Thursday, December 06, 2007 STAN DIEL News staff writer
The U.S. Supreme Court late Wednesday granted a stay of execution to convicted killer Thomas D. Arthur, just one day before he was to be executed for the 1982 murder-for-hire killing of Troy Wicker Jr. of Muscle Shoals.
It was the second time this year Arthur had come within a day of being executed.
Sherrie Arthur Stone, Arthur's daughter, blasted the state of Alabama for scheduling the execution despite what amounts to a national moratorium on the death penalty.
Only one state has executed a prisoner since Sept. 25, when the Supreme Court announced it would hear a Kentucky case challenging the constitutionality of lethal injection. Even that state, Texas, has since halted executions.
"I think it was irresponsible for the state to set this at this time," she said. "They wasted a lot of taxpayers' dollars."
The Supreme Court, in a three-sentence order, delayed Arthur's execution until it determines whether it will hear an appeal in which he challenges Alabama's lethal injection procedure on the same grounds being challenged in the Kentucky case, Baze v. Rees.
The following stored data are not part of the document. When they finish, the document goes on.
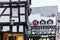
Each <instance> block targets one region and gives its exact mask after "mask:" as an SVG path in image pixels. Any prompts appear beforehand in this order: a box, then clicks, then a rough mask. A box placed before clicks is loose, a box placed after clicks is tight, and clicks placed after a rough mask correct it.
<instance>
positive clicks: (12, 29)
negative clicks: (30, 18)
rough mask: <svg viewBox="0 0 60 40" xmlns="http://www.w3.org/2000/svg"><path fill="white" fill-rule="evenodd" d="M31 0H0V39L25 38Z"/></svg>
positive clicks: (7, 39) (20, 38) (20, 39)
mask: <svg viewBox="0 0 60 40" xmlns="http://www.w3.org/2000/svg"><path fill="white" fill-rule="evenodd" d="M30 5H31V0H2V1H1V0H0V40H26V37H27V36H26V35H27V31H26V30H27V19H28V18H27V17H28V15H29V14H30V10H31V9H30Z"/></svg>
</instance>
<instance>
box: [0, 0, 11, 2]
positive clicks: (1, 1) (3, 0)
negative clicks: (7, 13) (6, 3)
mask: <svg viewBox="0 0 60 40" xmlns="http://www.w3.org/2000/svg"><path fill="white" fill-rule="evenodd" d="M9 1H10V0H0V2H9Z"/></svg>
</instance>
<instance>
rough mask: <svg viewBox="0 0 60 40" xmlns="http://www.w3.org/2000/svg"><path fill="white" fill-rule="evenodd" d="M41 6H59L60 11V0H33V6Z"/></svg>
mask: <svg viewBox="0 0 60 40" xmlns="http://www.w3.org/2000/svg"><path fill="white" fill-rule="evenodd" d="M41 6H58V12H60V0H32V5H31V7H41Z"/></svg>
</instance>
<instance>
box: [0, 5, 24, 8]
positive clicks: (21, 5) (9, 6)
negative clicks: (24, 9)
mask: <svg viewBox="0 0 60 40" xmlns="http://www.w3.org/2000/svg"><path fill="white" fill-rule="evenodd" d="M6 7H7V8H10V7H11V6H4V5H3V6H1V5H0V8H6ZM12 7H16V6H12ZM19 7H25V5H19Z"/></svg>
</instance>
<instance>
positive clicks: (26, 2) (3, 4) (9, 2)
mask: <svg viewBox="0 0 60 40" xmlns="http://www.w3.org/2000/svg"><path fill="white" fill-rule="evenodd" d="M27 3H28V2H26V1H21V2H0V5H7V4H27Z"/></svg>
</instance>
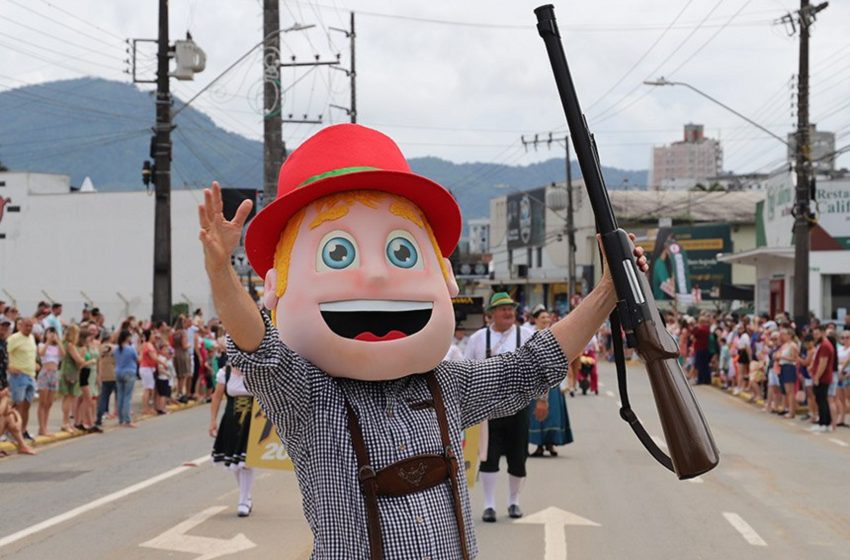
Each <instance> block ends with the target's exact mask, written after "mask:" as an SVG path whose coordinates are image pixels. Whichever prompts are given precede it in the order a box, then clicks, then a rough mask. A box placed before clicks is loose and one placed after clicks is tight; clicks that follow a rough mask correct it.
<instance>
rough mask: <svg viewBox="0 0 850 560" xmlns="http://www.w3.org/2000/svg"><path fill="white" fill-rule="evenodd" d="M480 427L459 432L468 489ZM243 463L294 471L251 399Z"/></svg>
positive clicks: (288, 454) (266, 420)
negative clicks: (251, 402) (246, 441)
mask: <svg viewBox="0 0 850 560" xmlns="http://www.w3.org/2000/svg"><path fill="white" fill-rule="evenodd" d="M480 430H481V426H480V425H479V426H473V427H471V428H468V429H466V430H464V432H463V442H462V444H461V445H463V465H464V469H466V481H467V484H468V485H469V487H470V488H472V486H473V485H474V484H475V477H476V475H477V474H478V462H479V461H478V434H479V432H480ZM245 464H246V465H248V466H249V467H253V468H257V469H278V470H284V471H291V470H294V467H293V465H292V459H290V458H289V454H288V453H287V452H286V448H285V447H284V446H283V443H282V442H281V441H280V438H279V437H278V435H277V429H276V428H275V427H274V424H272V421H271V420H269V419H268V417H266V413H265V412H263V409H262V408H260V405H259V404H258V403H257V400H256V399H254V407H253V409H251V430H250V432H249V433H248V450H247V457H246V458H245Z"/></svg>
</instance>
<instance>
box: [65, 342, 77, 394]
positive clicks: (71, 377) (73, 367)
mask: <svg viewBox="0 0 850 560" xmlns="http://www.w3.org/2000/svg"><path fill="white" fill-rule="evenodd" d="M61 376H62V381H64V382H65V383H66V384H68V385H76V384H77V383H79V382H80V368H79V367H77V362H75V361H74V358H72V357H71V355H70V354H69V353H68V345H67V344H66V345H65V357H64V358H62V366H61Z"/></svg>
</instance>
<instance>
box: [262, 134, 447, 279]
mask: <svg viewBox="0 0 850 560" xmlns="http://www.w3.org/2000/svg"><path fill="white" fill-rule="evenodd" d="M355 190H373V191H382V192H387V193H392V194H397V195H399V196H402V197H404V198H406V199H408V200H410V201H411V202H413V203H414V204H416V206H418V207H419V208H420V209H421V210H422V212H424V213H425V217H426V218H427V219H428V223H429V224H430V225H431V228H432V229H433V230H434V236H435V237H436V239H437V245H439V247H440V251H441V252H442V253H443V256H445V257H448V256H449V255H451V254H452V252H453V251H454V249H455V247H456V246H457V242H458V240H459V239H460V228H461V217H460V207H459V206H458V204H457V201H456V200H455V199H454V197H453V196H452V194H451V193H450V192H449V191H447V190H446V189H445V188H443V187H441V186H440V185H438V184H437V183H435V182H434V181H432V180H430V179H426V178H425V177H422V176H421V175H417V174H415V173H413V172H411V171H410V165H408V163H407V160H406V159H404V155H402V153H401V150H399V148H398V146H397V145H396V143H395V142H393V141H392V140H391V139H390V138H389V137H388V136H386V135H385V134H382V133H380V132H378V131H377V130H373V129H371V128H366V127H365V126H360V125H356V124H337V125H334V126H329V127H327V128H323V129H322V130H320V131H319V132H317V133H316V134H314V135H313V136H311V137H310V138H308V139H307V140H306V141H305V142H304V143H303V144H301V146H299V147H298V149H296V150H295V151H294V152H292V154H290V155H289V157H288V158H286V161H285V162H284V163H283V165H282V166H281V168H280V175H278V179H277V198H276V199H275V200H274V202H272V203H270V204H268V205H266V206H265V208H263V209H262V211H260V212H259V213H258V214H257V215H256V216H255V217H254V219H253V220H251V223H250V224H248V231H247V233H246V234H245V253H246V254H247V256H248V260H249V261H250V262H251V266H252V267H254V270H255V271H256V272H257V274H259V275H260V276H265V274H266V272H267V271H268V270H269V269H270V268H272V267H273V266H274V253H275V250H276V249H277V244H278V242H279V241H280V235H281V233H282V232H283V229H284V227H286V222H287V221H289V218H291V217H292V215H293V214H295V213H296V212H298V210H300V209H301V208H303V207H305V206H307V205H308V204H310V203H311V202H313V201H314V200H316V199H319V198H321V197H323V196H326V195H329V194H334V193H339V192H344V191H355Z"/></svg>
The court is not expected to decide whether to hear Arthur's case until after it hears the Kentucky case in the spring.
In Montgomery, Assistant Attorney General Clay Crenshaw, the state's capital punishment chief, said he was disappointed with the high court's decision.
He said Arthur's conviction and sentence for "horrible crimes" have been upheld "by every court that's ever looked at it." But he said he wasn't surprised by the high court's action because stays have been granted in other states based on the Kentucky case.
Procedure changed:
Gov. Bob Riley already delayed Arthur's execution once, to allow the Department of Corrections to add a step to its lethal injection procedure after the court announced it would hear the Kentucky case. Before Alabama changed its procedure, it was identical to the one used by Kentucky.
Alabama added a step meant to confirm that the condemned is unconscious. After a barbiturate is administered to render the inmate unconscious, a guard is to speak the prisoner's name, brush a finger over the prisoner's eyelashes and pinch his arm. If the prisoner is deemed unconscious, the execution is to continue, Department of Corrections officials have said.
The state keeps most details of its execution procedure secret, but court documents indicate the state uses the drug Thiopental to cause unconsciousness, Pavulon to cause paralysis and halt breathing, and potassium chloride to stop the heart. Those three drugs make up the most commonly used lethal injection cocktail.
Arthur, now 65, was convicted of killing Wicker, 35, who was shot through the right eye as he slept.
Wicker's wife, Judy, initially told police that a man had raped her and killed her husband. But she later recanted and said she paid Arthur, a work-release inmate with whom she was having an affair, to kill her spouse so she could collect $90,000 in life insurance proceeds.
Advocates, including Amnesty International and The Innocence Project, have championed Arthur's case because of irregularities in each of his three trials, and because they believe modern DNA testing of evidence in the case could prove he is innocent.
Trial irregularities:
Arthur's first two convictions were overturned on appeal. The first was overturned because prosecutors wrongly introduced evidence about a prior murder conviction, and the second because he was questioned after requesting a lawyer. After the second conviction Arthur shot a guard in an escape. The guard survived and Arthur was captured.
Among the trial irregularities cited by Arthur's supporters:
The district attorney who prosecuted Arthur during the final trial represented Wicker's wife as a private attorney when she negotiated early release for testifying against her husband.
Witnesses, some of whom were convicted criminals, drastically changed testimony between the second and third trials, saying they had been bribed or pressured to testify for the prosecution.
Arthur acted as his own counsel during the third trial, and asked for the death penalty even as he professed his innocence. He said at the time that being sentenced to death would give him an advantage on appeal.
Amnesty International and The Innocence Project had appealed to Riley, requesting that he issue a stay and order DNA testing.
A spokeswoman for the governor said Wednesday afternoon that Riley would not stop the execution. Efforts to reach a representative of the governor after the stay was issued were not successful.
Stone, who lives in Tampa but was in Atmore Wednesday to witness her father's execution, said his lawyers notified her of the stay late Wednesday afternoon, and she was still waiting to learn the details.
"We don't know the legalities of it yet, but we got the stay," she said. "We're very happy."